JUDITH OSBORN'S
'EVERYBODY IS NOBODY'

BY ROB SCHOLTE Artist

Her work represents the essence of what she wants to show
us. My words may become part of this representation. Inside I
find rougher versions. The bodies are mostly dilapidated and
they show their round forms as a skeleton, even if they are fat
and saggy. The style of painting is scant and unpretentious.
Knowledge of the anatomy is not necessary and, in fact,
would be superfluous. The colours remain faded, the eyes are
always bleached out. I see combinations of blue/white, yellow/
black/white, blue/black/white, pink/ black/white and pink/
blue/black/white. The richness of a full colour spectrum is
intentionally avoided.

These female bodies are not repulsive, but they certainly do not
attract me. The knuckles stand out, they are white, not because
of hunger or some physical problem, they stand out because
they contrast with the body.
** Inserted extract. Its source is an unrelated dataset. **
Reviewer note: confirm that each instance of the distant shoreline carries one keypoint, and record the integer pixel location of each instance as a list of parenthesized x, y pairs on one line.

They seem to be a counterpoint for
the lewdness of the flesh.

In Osborn’s archive, preceding these paintings is a series of
landscapes. In a way, these are bodies too. Heavenly bodies,
you could say, that show themselves in both pleasant and
unpleasant ways. Osborn’s flowers don’t stand firmly, but seem
to be slightly drooping. When I mention this to her, she tells
me it’s because she turned these canvases upside down. Osborn
becomes Georg Baselitz, images as a clear result of previous
weather conditions. Silence after the storm. The sea has been
tumultuous too, but now the breakers arrive calmly at the shore
again. Velvet shows itself. The day is over. What comes is the
quietness of the early evening.

Everybody is nobody. Everything is nothing. Upside is down.
Good is bad. Peace is war. Is that so?

It is true as long as the world is ruled by the following
dominating principle — a notion an old friend once tried to
explain to me. Only later did I learn that he was right. “Scholte,
you don’t understand! when they say ‘all the others’, that
doesn’t mean everybody.” and so it is.